じんましん

 急に皮膚にじんましん(蕁麻疹)が出た経験をしたことはありますか?急に皮膚の一部、ひどいと全身に、赤く盛り上がった発疹(膨疹と呼びます)ができ、とにかく強いかゆみがあることが特徴です。発疹は、だんだんと薄くなって20分から3時間くらいで消えてしまいます。かきむしったりしなければ、痕は残りません。別の場所に新たにじんましんが出ることもあります。じんましんが拡大して、となりのじんましんと合体することもあります。自然に治るので、あまり心配はいりません。ただ、かゆみが強いのがつらいので、抗ヒスタミン薬を使ってなるべく早くじんましんが消えるように治療します。

じんましんは原因が分からないものが多い

 じんましんが出た時、何か体に合わないものを食べてアレルギー反応を起こしたのではないかと思う方が多いようです。確かに、食べ物や薬、あるいは虫刺されに対する即時型アレルギー反応が原因で、じんましんが出ることもあります。
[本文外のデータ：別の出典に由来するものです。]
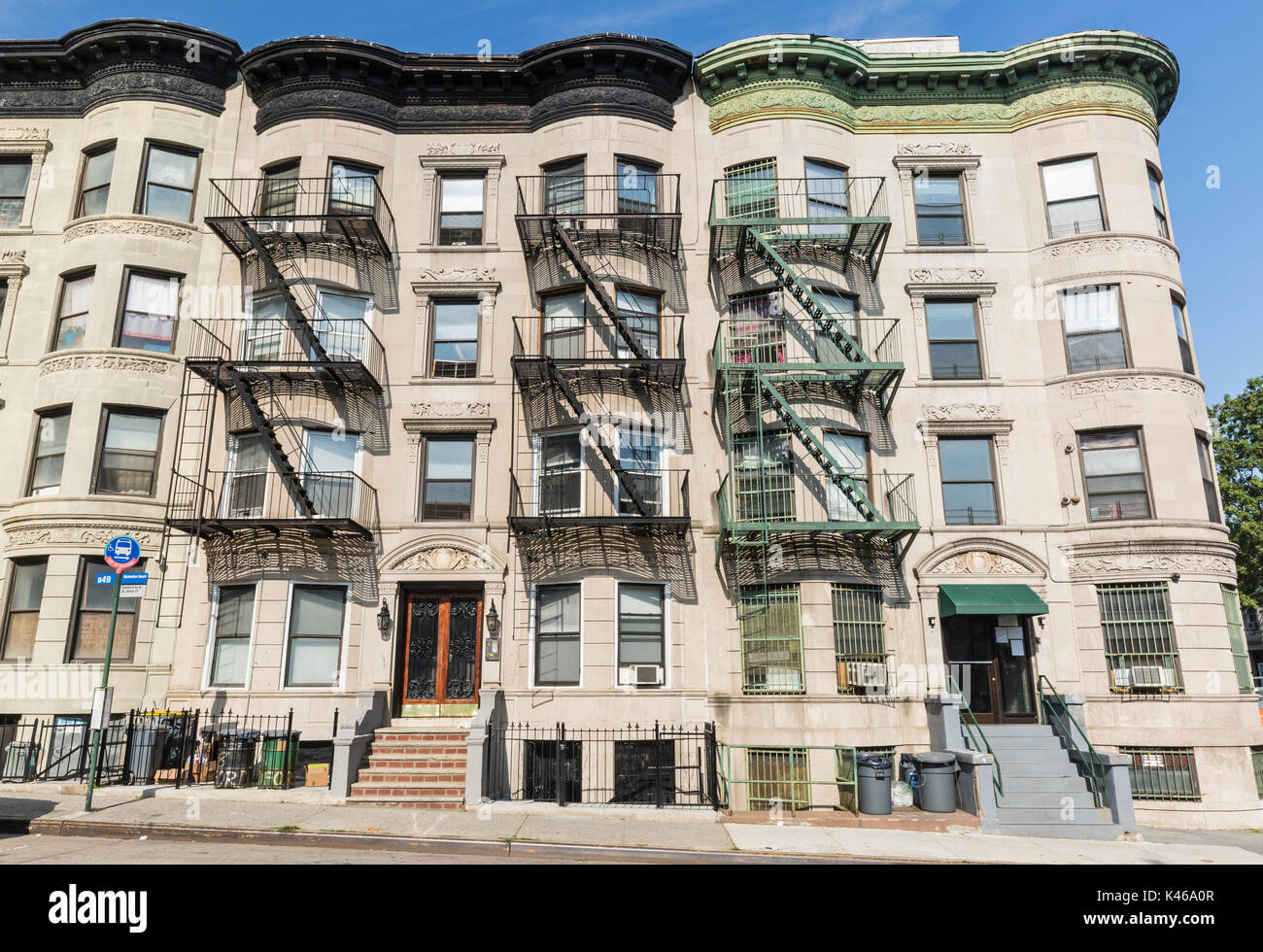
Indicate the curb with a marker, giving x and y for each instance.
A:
(426, 845)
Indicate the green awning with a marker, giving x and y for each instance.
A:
(989, 600)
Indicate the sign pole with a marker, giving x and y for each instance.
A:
(105, 683)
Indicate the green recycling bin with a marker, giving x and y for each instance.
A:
(279, 758)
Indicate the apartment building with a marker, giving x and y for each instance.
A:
(790, 389)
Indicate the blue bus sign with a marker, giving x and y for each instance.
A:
(121, 553)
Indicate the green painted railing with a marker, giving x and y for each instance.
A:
(976, 736)
(1068, 728)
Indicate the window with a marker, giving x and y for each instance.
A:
(1114, 475)
(939, 209)
(563, 325)
(72, 311)
(14, 178)
(1140, 636)
(1207, 464)
(765, 479)
(127, 459)
(89, 624)
(563, 187)
(561, 474)
(1181, 317)
(278, 197)
(1094, 328)
(151, 306)
(1160, 206)
(455, 350)
(353, 189)
(460, 211)
(1073, 196)
(778, 778)
(859, 639)
(234, 614)
(1237, 639)
(168, 182)
(750, 189)
(850, 454)
(447, 487)
(640, 316)
(1162, 773)
(95, 181)
(316, 616)
(642, 634)
(969, 484)
(826, 197)
(21, 613)
(557, 634)
(46, 471)
(952, 329)
(770, 640)
(638, 187)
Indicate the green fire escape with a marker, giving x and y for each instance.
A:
(791, 355)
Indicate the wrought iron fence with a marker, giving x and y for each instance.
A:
(655, 765)
(156, 746)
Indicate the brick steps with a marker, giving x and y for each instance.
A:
(415, 765)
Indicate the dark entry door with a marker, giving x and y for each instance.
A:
(994, 673)
(441, 649)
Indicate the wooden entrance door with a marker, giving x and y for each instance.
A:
(996, 677)
(442, 657)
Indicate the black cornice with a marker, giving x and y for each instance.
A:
(117, 59)
(311, 77)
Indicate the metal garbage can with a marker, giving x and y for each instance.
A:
(236, 759)
(279, 758)
(934, 782)
(874, 774)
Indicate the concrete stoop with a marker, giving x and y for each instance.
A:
(1043, 792)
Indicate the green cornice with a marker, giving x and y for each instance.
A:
(797, 76)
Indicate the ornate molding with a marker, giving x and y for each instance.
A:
(133, 226)
(106, 360)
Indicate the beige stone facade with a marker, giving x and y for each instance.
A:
(496, 126)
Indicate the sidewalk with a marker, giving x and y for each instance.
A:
(311, 817)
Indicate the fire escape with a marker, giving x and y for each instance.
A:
(273, 366)
(598, 387)
(791, 361)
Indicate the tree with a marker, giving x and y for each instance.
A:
(1239, 459)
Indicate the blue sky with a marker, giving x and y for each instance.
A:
(1212, 124)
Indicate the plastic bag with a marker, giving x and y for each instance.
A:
(901, 795)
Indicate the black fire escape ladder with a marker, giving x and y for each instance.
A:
(263, 425)
(834, 472)
(825, 321)
(602, 298)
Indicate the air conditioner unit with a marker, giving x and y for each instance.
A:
(640, 674)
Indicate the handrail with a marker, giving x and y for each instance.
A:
(1095, 771)
(980, 738)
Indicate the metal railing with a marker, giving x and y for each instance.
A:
(973, 731)
(1057, 714)
(592, 493)
(786, 778)
(353, 349)
(802, 500)
(593, 338)
(341, 500)
(783, 342)
(657, 765)
(337, 207)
 実際には、アレルギー反応とは全く無関係に、じんましんが出ることもかなり多いです。子どもでは、さまざまなウイルス感染や細菌感染が原因で、じんましんが出ます。このような原因がはっきりしないじんましん(特発性といいます)は、あまり重症にはならず、抗ヒスタミン薬がよく効きます。

刺激で誘発されるじんましんは、刺激の回避で防げる

 皮膚に対する機械的・物理的刺激(寒さ、暑さ、運動・発汗・精神的緊張による急激な体温の変化、靴下やきつい衣服による圧迫など)でもじんましんがでます。刺激で誘発されるじんましんは、薬が効きにくいので、誘因そのものを避けることが望ましいです。特に、特定の食物を食べた後に運動すると誘発されるじんましんは重症化することもあります。

抗ヒスタミン薬の内服または注射で治療

 じんましんは、自然に治ることが多いのですが、かゆみがつらいので、抗ヒスタミン薬を使って症状をやわらげ、早くじんましんが消えるようにします。
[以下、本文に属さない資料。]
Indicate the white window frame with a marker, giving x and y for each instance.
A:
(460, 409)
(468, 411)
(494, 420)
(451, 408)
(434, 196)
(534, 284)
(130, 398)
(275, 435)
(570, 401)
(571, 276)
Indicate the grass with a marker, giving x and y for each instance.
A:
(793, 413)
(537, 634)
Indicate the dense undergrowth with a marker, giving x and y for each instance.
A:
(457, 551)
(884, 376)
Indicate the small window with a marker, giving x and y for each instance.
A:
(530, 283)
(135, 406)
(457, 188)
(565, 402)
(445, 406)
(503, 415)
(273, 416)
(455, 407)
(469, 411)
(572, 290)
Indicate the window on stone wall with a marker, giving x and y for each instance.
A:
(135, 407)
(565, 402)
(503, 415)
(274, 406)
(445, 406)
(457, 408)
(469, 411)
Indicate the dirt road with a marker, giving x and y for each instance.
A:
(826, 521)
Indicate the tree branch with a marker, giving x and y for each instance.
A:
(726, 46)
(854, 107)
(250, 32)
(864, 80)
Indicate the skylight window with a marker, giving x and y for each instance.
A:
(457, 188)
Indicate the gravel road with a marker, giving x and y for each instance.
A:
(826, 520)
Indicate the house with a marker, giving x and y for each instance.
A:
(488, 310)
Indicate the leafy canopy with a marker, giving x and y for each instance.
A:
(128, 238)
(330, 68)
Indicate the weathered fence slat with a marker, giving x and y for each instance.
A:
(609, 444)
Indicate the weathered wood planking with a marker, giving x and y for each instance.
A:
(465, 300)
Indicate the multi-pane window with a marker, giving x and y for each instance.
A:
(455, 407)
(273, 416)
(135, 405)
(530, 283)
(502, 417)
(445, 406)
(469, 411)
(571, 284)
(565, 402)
 ポララミン、アタラックス、レスタミンといった第一世代の抗ヒスタミン薬は、かゆみによく効き、じんましんの治療に使われます。症状が強ければ点滴もできます。ただ、眠気が強くなる副作用があります。子どもだと、痙攣を起こすことがあります。

 第二世代の抗ヒスタミン薬も、じんましんの治療に使われます。こちらは、副作用が少ないので、症状が強くなければ、使いやすい薬です。
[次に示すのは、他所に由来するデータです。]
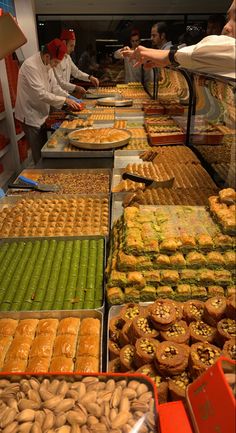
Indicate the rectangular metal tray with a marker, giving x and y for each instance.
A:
(35, 173)
(113, 312)
(10, 201)
(63, 238)
(59, 314)
(124, 157)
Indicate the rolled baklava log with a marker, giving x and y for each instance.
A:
(178, 332)
(162, 314)
(226, 329)
(171, 358)
(114, 366)
(130, 311)
(229, 349)
(202, 356)
(115, 326)
(145, 349)
(141, 327)
(231, 307)
(161, 383)
(214, 310)
(178, 385)
(201, 331)
(193, 310)
(114, 350)
(127, 355)
(124, 334)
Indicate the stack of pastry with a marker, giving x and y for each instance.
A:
(223, 208)
(160, 253)
(167, 341)
(43, 345)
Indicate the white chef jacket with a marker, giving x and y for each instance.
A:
(37, 89)
(133, 74)
(64, 70)
(213, 55)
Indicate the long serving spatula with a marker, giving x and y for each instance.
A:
(33, 185)
(151, 183)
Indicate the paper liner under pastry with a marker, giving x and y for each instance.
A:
(127, 355)
(178, 332)
(214, 310)
(201, 331)
(178, 385)
(141, 326)
(193, 310)
(145, 349)
(226, 329)
(231, 307)
(229, 349)
(171, 358)
(202, 356)
(162, 314)
(114, 350)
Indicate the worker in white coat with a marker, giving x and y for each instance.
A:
(67, 68)
(37, 90)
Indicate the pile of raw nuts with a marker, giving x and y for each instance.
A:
(86, 405)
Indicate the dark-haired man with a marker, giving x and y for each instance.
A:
(37, 90)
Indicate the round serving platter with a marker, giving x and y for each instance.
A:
(74, 140)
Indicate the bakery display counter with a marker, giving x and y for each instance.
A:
(171, 342)
(83, 181)
(52, 274)
(169, 251)
(53, 215)
(58, 341)
(69, 402)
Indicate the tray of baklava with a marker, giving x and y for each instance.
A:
(58, 341)
(54, 215)
(69, 181)
(65, 273)
(169, 341)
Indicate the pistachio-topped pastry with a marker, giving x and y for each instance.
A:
(193, 310)
(226, 330)
(202, 356)
(171, 358)
(200, 331)
(162, 314)
(214, 310)
(177, 332)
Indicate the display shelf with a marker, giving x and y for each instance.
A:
(2, 115)
(4, 151)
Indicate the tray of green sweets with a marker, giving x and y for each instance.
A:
(52, 274)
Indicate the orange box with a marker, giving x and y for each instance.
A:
(210, 404)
 じんましんの発疹は、短時間で自然に消えます。しかし、いったん消えても、2~3週間ほど、出たり消えたりを繰り返すことがあります。症状が完全に消えてからも、薬をしばらく飲み続けたほうが良いでしょう。

Q&Aコーナー

Q:じんましんには、ぬり薬は効かないのですか?

A:じんましんは皮膚の病気なので、ぬり薬が効きそうな気がします。しかし、じんましんにはぬり薬は使いません。皮膚の構造は、外側から表皮、真皮、皮下組織に分かれています。じんましんは、真皮の部分で、ヒスタミンなどの化学伝達物質が血管や神経に作用して症状が出ます。皮膚の奥で起こっているので、ぬり薬では効果が乏しいのです。
 かゆみが強い部分を冷やすのは(寒さが原因で起きる寒冷じんましんでなければ)試してみても良いでしょう。

Q:慢性じんましんとはどのようなものですか?

A:6週間以上続くものを慢性じんましんと呼びます。原因が明確なじんましん(例えばアレルギー性のじんましんや、寒さで誘発される寒冷じんましん)で、その原因にくり返しさらされてじんましんを繰り返す場合は、慢性じんましんとは呼びません。
 治療としては、急性じんましんと同じで、抗ヒスタミン薬を使います。自己免疫疾患や、補体系の異常による遺伝性血管性浮腫、じんましん様血管炎、色素性じんましんなど、特別な病気のこともあるので、詳しい検査を行うこともあります。